Construction of covalent organic framework functionalized with carbene dual active sites for enhancing CO2 carboxylation conversion

Abstract

It is challenging to drive the integral insertion of linear CO2 with thermodynamic stability and kinetic inertness as carboxylation reagents into C-H, O-H, and other chemical bonds. The known strategies mainly focus on unilaterally activating substrates as nucleophilic reagents, and the CO2 insertion process has to overcome high reaction energy barriers.
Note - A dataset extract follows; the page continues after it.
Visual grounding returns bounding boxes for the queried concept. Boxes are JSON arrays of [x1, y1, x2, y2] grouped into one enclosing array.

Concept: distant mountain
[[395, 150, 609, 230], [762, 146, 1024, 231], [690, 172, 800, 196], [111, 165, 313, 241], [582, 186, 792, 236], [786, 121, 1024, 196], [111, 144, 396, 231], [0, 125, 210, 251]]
Herein, this work reports copper carbene NHC-CuCl and CO2 adduct NHC-CO2 as dual active sites are introduced into the porous crystal covalent organic framework to effectively drive the simultaneous activation of substrate and CO2. The catalyst COF@NHC-CuCl/CO2 exhibited high space–time yield (STY = 71.9 h−1 at 40 °C and 36.7 h−1 at 25 °C, ambient pressure) in the carboxylative coupling of propargylic alcohols, which is superior to most of the cutting-edge heterogeneous catalysts. Experimental data and density functional theory calculation revealed that the carboxylation reaction involving NHC-CO2 and ordinary CO2 source follows different reaction mechanisms. The free energy barrier of the CO2 insertion process (TS:35.9 kcal/mol → 17.4 kcal/mol) is effectively reduced by NHC modulation of the CO2 bond energy parameters to facilitate the reaction. Due to the unique structural design, COF@NHC-CuCl/CO2 exhibited outstanding diffusion mass transfer, catalytic diversity and reusability. This work proposes a novel construction strategy of heterogeneous dual activation catalyst to provide a sustainable solution for efficiently producing value-added chemicals from CO2 under mild conditions.